Both guards’ faces briefly paled with fear as they realized whom they confronted. Eva had known Jack possessed a reputation, but she hadn’t understood its true scope until that moment. These two paid thugs, both clearly hardened criminals, were frightened of him.
But they were rough men, too, and their fear turned to rage. Thinning Hair pulled a knife from a sheath on the back of his belt. Snarling, he waved it at Jack.
Eva stepped forward, intending to help Jack with his two opponents, but saw the madam reaching into the drawer of a table. Metal glinted. A gun. Before Mrs. Arram could pull out the pistol, Eva drove her fist into the woman’s face. The madam went down noiselessly, dropping the gun. The weapon skittered under a heavy cabinet.

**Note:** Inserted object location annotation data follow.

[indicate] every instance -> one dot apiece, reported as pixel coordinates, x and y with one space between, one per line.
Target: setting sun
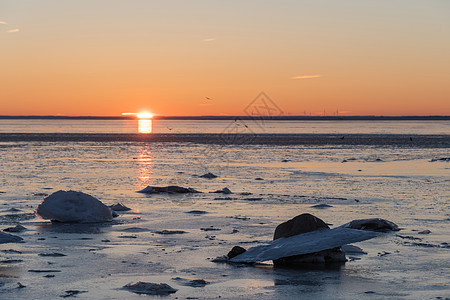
144 115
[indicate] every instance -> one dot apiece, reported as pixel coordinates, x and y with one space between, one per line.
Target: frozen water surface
146 244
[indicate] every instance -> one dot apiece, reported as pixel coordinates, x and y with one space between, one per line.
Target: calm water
409 186
200 126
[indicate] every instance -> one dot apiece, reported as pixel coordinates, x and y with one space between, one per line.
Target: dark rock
196 283
172 189
321 206
17 228
235 251
225 190
197 212
150 288
119 207
302 224
55 254
375 224
9 238
210 229
170 232
329 256
72 293
208 176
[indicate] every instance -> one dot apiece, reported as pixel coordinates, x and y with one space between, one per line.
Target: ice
72 206
305 243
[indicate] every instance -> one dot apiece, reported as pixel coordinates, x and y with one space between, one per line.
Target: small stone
208 176
17 228
150 288
235 251
119 207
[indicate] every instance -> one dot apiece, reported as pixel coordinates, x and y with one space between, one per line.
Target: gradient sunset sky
206 57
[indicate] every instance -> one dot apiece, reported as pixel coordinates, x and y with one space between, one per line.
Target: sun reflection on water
145 126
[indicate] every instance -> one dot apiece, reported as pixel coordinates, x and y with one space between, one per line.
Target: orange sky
214 57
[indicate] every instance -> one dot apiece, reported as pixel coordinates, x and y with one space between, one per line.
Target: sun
144 115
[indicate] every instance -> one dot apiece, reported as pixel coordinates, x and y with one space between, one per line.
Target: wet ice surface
147 243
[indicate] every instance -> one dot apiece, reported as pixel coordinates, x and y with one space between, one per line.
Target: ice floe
72 206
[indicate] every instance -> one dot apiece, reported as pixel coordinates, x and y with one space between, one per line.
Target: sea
337 170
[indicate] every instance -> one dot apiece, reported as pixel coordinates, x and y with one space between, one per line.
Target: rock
321 206
17 228
305 243
172 189
119 207
196 283
235 251
208 176
197 212
335 255
55 254
74 207
302 224
150 288
9 238
170 231
225 190
375 224
72 293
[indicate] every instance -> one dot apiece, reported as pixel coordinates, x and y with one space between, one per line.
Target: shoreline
236 139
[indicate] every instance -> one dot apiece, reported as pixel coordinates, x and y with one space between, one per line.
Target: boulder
225 190
375 224
302 224
172 189
208 176
235 251
150 288
119 207
9 238
74 207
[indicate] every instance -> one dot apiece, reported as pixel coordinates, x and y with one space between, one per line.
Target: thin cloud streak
306 76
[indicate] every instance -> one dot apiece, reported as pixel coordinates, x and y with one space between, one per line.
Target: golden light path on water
145 124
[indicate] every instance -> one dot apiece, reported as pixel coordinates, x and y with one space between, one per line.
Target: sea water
270 184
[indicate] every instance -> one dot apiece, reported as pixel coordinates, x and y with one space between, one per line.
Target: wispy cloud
306 76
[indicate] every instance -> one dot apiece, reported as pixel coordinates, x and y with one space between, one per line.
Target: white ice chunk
305 243
72 206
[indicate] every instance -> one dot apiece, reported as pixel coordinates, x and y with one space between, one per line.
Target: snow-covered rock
310 242
72 206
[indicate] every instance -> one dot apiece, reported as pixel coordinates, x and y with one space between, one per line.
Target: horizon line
229 117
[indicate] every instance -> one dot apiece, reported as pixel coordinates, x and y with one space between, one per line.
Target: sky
212 57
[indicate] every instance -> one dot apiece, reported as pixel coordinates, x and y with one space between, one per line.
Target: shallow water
403 185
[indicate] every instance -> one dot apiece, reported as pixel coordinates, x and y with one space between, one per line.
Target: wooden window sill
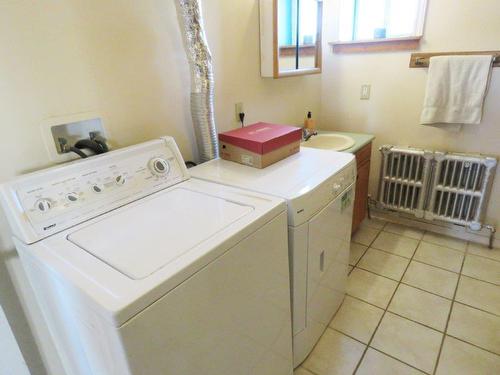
377 45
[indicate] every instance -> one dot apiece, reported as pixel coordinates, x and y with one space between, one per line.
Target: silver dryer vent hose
202 78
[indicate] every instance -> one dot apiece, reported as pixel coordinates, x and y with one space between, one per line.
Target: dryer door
328 258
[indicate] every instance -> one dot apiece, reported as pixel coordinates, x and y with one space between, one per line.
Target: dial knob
336 188
43 205
72 197
159 166
97 188
120 180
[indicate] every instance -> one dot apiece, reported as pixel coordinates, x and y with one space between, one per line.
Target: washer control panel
60 197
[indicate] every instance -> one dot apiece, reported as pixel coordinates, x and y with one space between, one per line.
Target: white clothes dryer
318 186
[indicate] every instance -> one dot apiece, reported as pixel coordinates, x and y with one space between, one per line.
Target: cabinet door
361 200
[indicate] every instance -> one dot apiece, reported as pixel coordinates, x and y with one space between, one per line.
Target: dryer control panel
48 201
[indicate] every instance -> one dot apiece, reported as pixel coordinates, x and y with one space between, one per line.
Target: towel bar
421 60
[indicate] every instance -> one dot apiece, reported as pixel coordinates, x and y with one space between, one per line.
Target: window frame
380 44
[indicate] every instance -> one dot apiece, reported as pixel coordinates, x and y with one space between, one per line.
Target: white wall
393 112
126 61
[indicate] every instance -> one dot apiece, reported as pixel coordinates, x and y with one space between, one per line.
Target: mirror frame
273 71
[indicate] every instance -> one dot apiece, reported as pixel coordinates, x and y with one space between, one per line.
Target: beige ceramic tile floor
417 303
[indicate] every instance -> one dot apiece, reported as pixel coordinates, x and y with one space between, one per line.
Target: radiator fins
436 185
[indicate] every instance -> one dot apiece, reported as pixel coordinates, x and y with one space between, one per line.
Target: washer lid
144 238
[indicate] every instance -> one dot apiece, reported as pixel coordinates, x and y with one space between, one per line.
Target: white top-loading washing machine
319 188
139 269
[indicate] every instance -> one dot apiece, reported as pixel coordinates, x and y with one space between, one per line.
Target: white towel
456 88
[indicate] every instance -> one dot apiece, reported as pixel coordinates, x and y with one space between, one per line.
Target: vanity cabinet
363 159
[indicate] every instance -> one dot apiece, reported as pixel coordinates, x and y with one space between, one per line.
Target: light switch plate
365 92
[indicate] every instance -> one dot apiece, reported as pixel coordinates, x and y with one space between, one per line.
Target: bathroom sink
335 142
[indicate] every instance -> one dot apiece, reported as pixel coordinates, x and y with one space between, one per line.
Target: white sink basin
335 142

In a flurry of lace and perfume, the girls in the parlor fled, shrieking like terrified parrots.
Whirling around, Eva saw Smashed Face charge Jack. The bully swung his club. Fast as fire, Jack lashed out, grabbing hold of Smashed Face’s wrist and preventing the bully’s strike from connecting. Jack seized hold of the other end of the club. Using his hold on the bully’s wrist, he flung Smashed Face to the ground. Smashed Face grunted as he went down hard, and Jack twisted the club out of his hand.
Armed with the cudgel, Jack faced off against Thinning Hair. The bully slashed at him with his knife, gaslight gleaming lewdly off the blade. Jack parried the blows, holding his assailant back with swings of the cudgel. Back and forth, they traded feints and strikes. Eva longed to run to his aid, but if she tried to insert herself into the fray, she’d only distract Jack and likely get them both hurt in the process.
And to watch him fight like this, tough and dirty, mesmerized her. He had a natural skill, an innate understanding of when the next strike might be coming, and he battled back with a street-born warrior’s grace. There were no civilized rules, no gentlemanly principles at play. He only meant to hurt his opponents, by any means.